Wiem.
Miałam nie dodawać niczego, ale jakos mnie tutaj ciągle ciągnie.;p
Nie wiem, może to z nudów.
Zdjęcie robione kiedyś przez Pawła;)
Błagam. Nie zapomnij o moim istnieniu. O istnieniu tak drobnej osoby jak ja,
która oddałaby za Ciebie życie.
Która woli Cię sobie odpuścić dla wyłącznie Twojego szczęścia.
Która zabije każdą osobę, która sprawi Ci przykrość.
Która nie pozwoli na smutek w Twoich oczach.
Która będzie zawsze.
Niekoniecznie obok, ale w środku myślami i całym sercem.

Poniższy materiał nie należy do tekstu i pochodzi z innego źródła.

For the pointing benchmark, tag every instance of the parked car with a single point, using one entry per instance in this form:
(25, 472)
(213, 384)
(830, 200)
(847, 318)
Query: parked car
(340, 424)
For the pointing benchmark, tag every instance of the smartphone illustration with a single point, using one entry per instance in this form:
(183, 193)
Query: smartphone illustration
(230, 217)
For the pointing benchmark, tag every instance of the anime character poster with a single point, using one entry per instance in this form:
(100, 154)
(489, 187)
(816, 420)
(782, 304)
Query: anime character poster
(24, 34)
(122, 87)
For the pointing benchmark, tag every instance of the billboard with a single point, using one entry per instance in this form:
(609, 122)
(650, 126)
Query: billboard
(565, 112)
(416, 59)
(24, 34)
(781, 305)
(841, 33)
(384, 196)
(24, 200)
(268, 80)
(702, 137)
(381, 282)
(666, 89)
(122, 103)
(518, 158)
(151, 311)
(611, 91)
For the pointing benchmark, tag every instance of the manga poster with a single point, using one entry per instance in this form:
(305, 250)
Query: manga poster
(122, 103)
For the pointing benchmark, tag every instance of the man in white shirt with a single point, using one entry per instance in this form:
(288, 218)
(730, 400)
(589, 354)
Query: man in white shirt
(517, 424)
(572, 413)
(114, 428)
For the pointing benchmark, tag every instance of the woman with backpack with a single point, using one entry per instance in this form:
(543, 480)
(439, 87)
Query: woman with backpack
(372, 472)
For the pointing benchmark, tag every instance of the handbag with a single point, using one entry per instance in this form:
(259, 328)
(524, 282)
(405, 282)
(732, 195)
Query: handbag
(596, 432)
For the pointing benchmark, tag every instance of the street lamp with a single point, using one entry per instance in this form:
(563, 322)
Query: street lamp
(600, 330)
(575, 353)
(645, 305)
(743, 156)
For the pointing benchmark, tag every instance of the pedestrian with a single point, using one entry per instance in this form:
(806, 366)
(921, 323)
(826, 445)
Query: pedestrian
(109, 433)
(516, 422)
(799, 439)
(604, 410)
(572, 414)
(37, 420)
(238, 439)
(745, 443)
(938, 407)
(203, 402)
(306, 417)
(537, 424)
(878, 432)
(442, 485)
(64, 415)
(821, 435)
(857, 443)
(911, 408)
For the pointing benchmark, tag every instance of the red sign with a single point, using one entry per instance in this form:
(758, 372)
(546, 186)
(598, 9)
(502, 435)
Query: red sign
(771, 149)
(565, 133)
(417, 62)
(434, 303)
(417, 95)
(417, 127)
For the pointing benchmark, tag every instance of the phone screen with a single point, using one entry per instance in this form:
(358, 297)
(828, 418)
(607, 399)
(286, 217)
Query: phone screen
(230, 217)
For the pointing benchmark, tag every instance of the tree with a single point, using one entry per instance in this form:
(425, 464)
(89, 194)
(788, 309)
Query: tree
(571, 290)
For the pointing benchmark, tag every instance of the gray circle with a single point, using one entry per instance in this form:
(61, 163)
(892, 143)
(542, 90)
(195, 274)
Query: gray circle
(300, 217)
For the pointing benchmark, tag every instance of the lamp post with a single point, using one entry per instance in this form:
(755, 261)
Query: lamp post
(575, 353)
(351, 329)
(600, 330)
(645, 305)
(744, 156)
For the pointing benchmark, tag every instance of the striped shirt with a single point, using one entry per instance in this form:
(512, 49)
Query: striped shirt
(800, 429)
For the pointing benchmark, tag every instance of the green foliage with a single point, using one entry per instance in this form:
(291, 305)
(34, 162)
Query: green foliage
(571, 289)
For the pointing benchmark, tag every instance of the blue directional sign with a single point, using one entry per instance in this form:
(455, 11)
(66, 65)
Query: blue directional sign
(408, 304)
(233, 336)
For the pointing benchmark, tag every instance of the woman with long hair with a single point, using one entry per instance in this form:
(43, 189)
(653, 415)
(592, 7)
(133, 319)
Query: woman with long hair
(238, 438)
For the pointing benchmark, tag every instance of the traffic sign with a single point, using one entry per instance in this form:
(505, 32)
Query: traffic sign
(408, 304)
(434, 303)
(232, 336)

Która będzie Twoją podporą w najtrudniejszych chwilach.
Ale ona będzie. Będzie trwać. I czekać. Nieważne ile. Będzie, bo to jej życiowy cel.
Pamiętaj o tym.
;*
Jak byłam mała,to miłość znaczyła dla mnie tyle,
co gdzieś znaleziona stokrotka, która potem zwiędła, prawie nic.
Miłość to była mama i tata, Ken i Barbie, książę i królewna.
Kiedy ktoś się całował, robiłam śmieszną minkę, mówiłam "fuuj" i odwracałam głowę.
Nie śniłam o niej, nawet nie myślałam.
Nie chciałam, żeby jakiś chłopak mnie przytulał.
Ważniejsze było układanie mebli w domku dla lalek i skakanie po kałużach...
teraz wszystko się zmieniło.
Kiedyś, nigdy nie oddałabym lizaka za spędzenie z Tobą czasu. Teraz, za 5 minut przy Tobie oddałabym cały świat.